In this paper, we propose a radical idea that evolutionary acquisition of recursive language was limited not by the capacities of the speech apparatus, but by the improvement of voluntary imagination (i.e. the gradual progress in the development of the visuospatial control by the LPFC). Voluntary imagination is mediated via some of the longest fibres in the brain (arcuate fasciculus). Fine-tuning of these fibres by experience-dependent myelination is far more complex and slower than acquisition of vocabulary. Typically-developing children commonly acquire articulate speech by 2 years of age, but do not acquire PFS until 4 years of age (Vyshedskiy et al. 2020).

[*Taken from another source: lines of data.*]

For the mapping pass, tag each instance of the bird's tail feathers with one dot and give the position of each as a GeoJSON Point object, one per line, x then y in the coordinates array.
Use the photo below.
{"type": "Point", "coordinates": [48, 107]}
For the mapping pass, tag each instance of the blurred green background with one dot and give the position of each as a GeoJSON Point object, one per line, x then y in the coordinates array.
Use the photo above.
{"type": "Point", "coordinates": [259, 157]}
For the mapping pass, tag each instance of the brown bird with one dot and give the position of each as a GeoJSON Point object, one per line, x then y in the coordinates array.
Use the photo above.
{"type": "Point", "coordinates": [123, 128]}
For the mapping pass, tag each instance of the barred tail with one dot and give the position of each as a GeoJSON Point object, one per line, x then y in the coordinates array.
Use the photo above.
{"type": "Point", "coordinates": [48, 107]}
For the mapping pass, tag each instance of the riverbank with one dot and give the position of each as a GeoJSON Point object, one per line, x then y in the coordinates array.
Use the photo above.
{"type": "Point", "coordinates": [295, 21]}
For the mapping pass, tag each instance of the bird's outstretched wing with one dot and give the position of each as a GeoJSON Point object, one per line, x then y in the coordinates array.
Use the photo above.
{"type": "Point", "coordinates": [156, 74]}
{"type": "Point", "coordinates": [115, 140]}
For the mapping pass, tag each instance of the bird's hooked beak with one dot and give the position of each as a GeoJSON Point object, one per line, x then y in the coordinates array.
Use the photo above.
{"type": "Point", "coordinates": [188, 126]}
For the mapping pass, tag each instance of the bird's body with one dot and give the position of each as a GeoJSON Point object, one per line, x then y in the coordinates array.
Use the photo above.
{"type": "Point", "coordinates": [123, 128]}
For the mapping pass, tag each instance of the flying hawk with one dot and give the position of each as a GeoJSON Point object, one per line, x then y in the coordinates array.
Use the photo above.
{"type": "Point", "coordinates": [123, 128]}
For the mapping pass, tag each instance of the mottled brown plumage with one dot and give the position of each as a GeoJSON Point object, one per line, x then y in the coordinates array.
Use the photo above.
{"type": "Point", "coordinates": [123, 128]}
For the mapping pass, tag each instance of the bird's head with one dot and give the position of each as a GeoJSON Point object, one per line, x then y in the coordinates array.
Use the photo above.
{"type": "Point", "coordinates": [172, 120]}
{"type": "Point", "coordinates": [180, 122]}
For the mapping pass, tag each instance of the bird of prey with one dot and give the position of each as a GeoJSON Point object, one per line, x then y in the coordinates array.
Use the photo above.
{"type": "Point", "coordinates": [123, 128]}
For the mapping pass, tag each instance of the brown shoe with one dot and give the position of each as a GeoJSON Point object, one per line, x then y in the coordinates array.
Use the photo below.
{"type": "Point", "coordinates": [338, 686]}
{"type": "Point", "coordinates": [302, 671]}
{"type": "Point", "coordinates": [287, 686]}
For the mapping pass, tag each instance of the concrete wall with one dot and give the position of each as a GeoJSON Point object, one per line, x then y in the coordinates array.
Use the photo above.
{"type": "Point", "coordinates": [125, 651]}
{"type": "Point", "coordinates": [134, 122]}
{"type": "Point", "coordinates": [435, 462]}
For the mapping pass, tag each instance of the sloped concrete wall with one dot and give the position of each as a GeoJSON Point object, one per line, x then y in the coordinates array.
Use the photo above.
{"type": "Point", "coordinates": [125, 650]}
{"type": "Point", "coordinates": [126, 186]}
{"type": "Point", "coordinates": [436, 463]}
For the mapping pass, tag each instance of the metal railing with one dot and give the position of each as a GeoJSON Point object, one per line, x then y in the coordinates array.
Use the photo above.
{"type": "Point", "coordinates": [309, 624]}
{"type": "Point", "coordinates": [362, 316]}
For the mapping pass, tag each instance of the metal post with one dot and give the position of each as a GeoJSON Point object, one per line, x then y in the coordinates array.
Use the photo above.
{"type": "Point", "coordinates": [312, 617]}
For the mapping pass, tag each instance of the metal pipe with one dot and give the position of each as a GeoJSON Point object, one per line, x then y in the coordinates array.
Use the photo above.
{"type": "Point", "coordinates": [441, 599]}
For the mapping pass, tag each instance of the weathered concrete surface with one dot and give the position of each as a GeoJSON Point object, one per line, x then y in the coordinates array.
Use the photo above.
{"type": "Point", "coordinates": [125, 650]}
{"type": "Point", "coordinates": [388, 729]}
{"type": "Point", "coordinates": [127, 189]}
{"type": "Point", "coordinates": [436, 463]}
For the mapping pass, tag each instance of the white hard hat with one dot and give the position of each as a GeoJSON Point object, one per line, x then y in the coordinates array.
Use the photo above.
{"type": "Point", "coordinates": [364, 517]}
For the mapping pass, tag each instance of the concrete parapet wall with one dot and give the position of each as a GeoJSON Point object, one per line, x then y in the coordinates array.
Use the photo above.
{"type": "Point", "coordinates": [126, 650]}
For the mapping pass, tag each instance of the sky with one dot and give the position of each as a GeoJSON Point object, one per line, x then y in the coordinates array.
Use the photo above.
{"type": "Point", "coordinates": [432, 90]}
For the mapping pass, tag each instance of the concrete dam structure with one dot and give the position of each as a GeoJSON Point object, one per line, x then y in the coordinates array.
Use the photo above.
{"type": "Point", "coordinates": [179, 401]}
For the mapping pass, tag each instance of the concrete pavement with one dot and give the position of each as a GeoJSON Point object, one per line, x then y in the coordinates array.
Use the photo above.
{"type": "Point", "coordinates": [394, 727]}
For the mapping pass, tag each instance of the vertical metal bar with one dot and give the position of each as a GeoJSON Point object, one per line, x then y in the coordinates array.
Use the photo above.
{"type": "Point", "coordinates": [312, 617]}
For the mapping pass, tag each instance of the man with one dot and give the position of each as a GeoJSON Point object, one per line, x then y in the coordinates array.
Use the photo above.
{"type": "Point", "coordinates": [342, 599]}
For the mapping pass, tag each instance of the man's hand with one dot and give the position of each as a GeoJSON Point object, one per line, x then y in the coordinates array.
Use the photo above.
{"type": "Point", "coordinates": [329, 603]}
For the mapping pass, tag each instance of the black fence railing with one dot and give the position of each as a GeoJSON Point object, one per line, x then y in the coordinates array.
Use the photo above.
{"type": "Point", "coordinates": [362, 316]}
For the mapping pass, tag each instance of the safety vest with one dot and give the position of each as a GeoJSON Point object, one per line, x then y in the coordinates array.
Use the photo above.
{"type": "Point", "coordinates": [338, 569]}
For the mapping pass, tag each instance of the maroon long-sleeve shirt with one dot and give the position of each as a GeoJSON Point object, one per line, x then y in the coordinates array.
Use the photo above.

In fact, the argument in favour of the speech apparatus limiting the acquisition of recursive language is fundamentally weak, as speech is not an obligatory component of recursive language at all. If hominins had neurological machinery for voluntary imagination, they could have invented sign language. A sign language does not require hundreds of mutations necessary for an articulate speech apparatus and apes easily learn hundreds of signs (Patterson and Gordon 2002, Segerdahl et al. 2005). All formal sign languages include spatial prepositions and other recursive elements. In a largest natural experiment of language origin, four hundred Nicaraguan deaf children assembled in two schools in the 1970s (genetically modern children, with the propensity for normal voluntary imagination) spontaneously invented a new recursive sign language in just a few generations (Senghas and Coppola 2001). Thus, the capacities of the speech apparatus could not have been a limiting factor in the acquisition of recursive language. The only possible explanation for not acquiring recursive language earlier during human evolution is the unavailability of PFS in our ancestors before 70,000 ya.

Additional supporting evidence for this hypothesis comes from the observation of the variety of sound boxes in birds and the uniqueness of human voluntary imagination. Articulate sounds can be generated by Grey parrots and thousands of other songbird species (Pepperberg 2010). This shows that improving sound articulation is, evolutionarily speaking, a simpler process than improving voluntary imagination.

On the bases of neurological observations, archaeological findings, children studies, the sign language argument and variety of sound boxes in birds, we argue that the evolution of hominin speech apparatus must have followed (rather than led to) the improvements in voluntary imagination. Contrary to Darwin’s prediction, not speech, but voluntary imagination appears to define the pace of recursive language evolution.


We wish to thank Dr. P. Ilyinskii for careful editing of this manuscript.

Conflicts of interest

Authors declare no competing interests.